Objectives: We examined associations between urinary Cd (U-Cd; a biomarker of exposure) and urinary proteins that are used as biomarkers of kidney effects, based on repeated short-term sampling in healthy subjects.
Methods: Twenty-four hour urine samples were collected on 2 separate days at six fixed times from 30 healthy nonsmoking men and women (median age 39 years). We analyzed the samples (N = 354) for Cd (i.e., U-Cd) and two proteins used as kidney function biomarkers: urinary albumin (U-Alb) and alpha-1-microglobulin (U-A1M). Concentrations were adjusted for creatinine concentration or for specific gravity, and excretion rates (mass per hour) were calculated. Possible associations were assessed within each individual participant, and mean correlations and regressions were evaluated.

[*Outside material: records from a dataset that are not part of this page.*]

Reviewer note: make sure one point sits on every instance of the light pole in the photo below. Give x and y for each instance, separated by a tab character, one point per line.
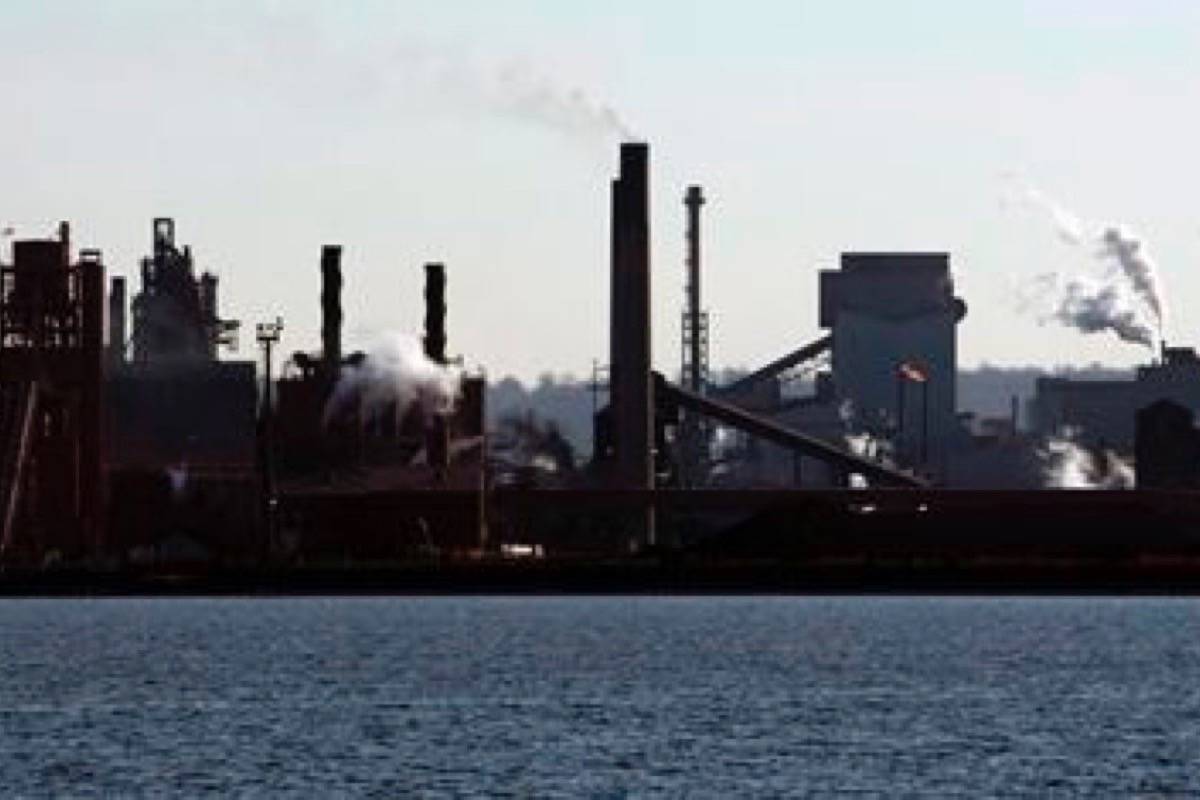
268	336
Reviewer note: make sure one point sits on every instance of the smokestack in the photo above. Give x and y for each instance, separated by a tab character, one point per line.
117	330
631	388
331	306
694	199
209	311
436	312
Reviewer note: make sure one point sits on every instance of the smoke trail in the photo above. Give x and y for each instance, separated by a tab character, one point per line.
1068	465
1123	248
520	91
1068	226
396	374
1126	299
1093	306
514	89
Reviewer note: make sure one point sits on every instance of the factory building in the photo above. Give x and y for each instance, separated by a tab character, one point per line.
883	376
1103	413
893	318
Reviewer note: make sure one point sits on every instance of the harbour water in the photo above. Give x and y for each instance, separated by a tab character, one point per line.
603	697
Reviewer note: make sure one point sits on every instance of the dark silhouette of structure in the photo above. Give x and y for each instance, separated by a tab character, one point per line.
1167	446
52	479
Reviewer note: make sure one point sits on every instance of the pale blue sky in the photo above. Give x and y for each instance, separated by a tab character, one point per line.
270	128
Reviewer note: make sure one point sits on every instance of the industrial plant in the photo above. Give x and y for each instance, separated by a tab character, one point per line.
135	452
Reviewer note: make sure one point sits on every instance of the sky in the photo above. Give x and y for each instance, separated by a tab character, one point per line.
483	133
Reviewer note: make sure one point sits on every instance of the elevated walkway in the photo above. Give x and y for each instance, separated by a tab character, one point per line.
18	407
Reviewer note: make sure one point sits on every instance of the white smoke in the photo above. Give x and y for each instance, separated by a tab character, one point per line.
515	89
1068	226
1093	306
395	374
1125	298
1067	464
519	90
1125	250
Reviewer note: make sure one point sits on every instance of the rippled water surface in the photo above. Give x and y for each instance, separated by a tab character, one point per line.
600	697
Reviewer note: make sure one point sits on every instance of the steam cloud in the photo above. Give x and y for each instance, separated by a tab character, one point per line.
529	96
1126	298
1068	465
516	90
395	374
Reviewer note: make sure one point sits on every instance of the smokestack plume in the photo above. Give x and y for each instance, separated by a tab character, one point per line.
1126	298
395	374
331	306
436	312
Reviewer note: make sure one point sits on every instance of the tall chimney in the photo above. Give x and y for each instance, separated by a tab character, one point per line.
436	312
117	320
331	306
694	199
631	389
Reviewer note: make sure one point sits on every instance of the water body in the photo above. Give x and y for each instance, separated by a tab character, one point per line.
600	697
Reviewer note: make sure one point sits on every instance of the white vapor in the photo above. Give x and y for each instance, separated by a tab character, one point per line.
1068	465
1093	306
1126	298
396	374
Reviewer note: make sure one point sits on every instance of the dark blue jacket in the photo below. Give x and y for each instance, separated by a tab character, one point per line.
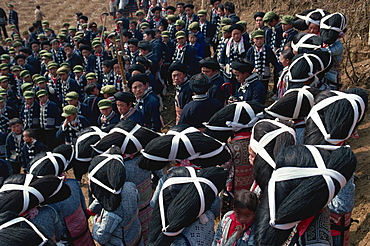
30	151
74	60
279	35
148	105
216	92
200	110
112	121
270	59
70	136
255	91
12	153
92	102
32	122
53	117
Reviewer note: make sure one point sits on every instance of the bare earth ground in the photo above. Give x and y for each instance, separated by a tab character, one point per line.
64	11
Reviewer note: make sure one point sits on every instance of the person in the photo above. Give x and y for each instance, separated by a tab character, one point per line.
185	53
236	48
71	126
230	12
262	56
31	147
125	105
259	24
118	222
49	119
65	85
202	108
288	32
13	16
14	145
251	89
211	68
3	22
92	99
83	109
30	111
39	16
107	115
190	16
184	94
146	101
273	34
236	227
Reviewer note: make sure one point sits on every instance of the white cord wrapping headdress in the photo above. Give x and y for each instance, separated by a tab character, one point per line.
301	43
307	18
235	125
100	165
289	173
352	99
184	180
97	132
259	146
21	219
181	136
339	29
301	93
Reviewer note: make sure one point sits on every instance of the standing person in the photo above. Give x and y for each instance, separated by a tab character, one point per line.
49	119
3	22
180	79
125	105
14	145
13	16
71	126
146	102
236	227
31	147
107	115
259	24
262	56
39	16
251	89
202	107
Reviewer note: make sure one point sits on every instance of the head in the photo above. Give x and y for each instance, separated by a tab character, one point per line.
245	205
314	29
29	135
16	125
242	70
258	19
138	84
286	57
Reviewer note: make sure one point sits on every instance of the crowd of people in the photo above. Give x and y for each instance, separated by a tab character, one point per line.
87	99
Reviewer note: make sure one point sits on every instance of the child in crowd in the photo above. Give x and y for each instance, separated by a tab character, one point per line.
31	146
236	227
14	144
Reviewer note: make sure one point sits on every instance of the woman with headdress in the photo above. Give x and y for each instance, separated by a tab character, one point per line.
118	221
238	119
292	209
192	191
309	69
25	193
294	105
310	20
268	138
71	211
331	121
134	138
15	231
332	28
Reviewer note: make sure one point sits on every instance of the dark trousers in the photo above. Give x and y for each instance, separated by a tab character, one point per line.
4	30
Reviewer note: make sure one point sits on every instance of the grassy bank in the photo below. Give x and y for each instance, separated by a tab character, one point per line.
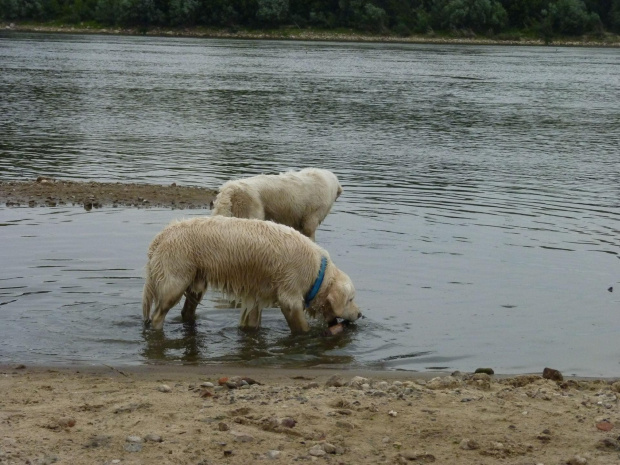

Results: We found clear positive mean associations within individuals between the excretion of U-Cd [mean, 0.11 µg/g creatinine (range, 0.01-0.52 µg/g creatinine)] and both U-Alb and U-A1M. The associations were stronger for excretion rates and concentrations adjusted for specific gravity than for concentrations adjusted for creatinine. We also found significant positive associations of urinary flow with excretion of U-Cd, U-Alb, and U-A1M.
Conclusions: Associations between short-term changes in U-Cd and markers of kidney function within individual nonsmoking study participants are unlikely to reflect effects of Cd toxicity. A more likely explanation is that these associations result from normal variation in renal function, including changes in urinary flow, that influence the urinary excretion of both Cd and proteins in the same direction. These effects of normal variability may result in overestimation of the adverse effects of Cd on kidney function at low-level Cd exposure.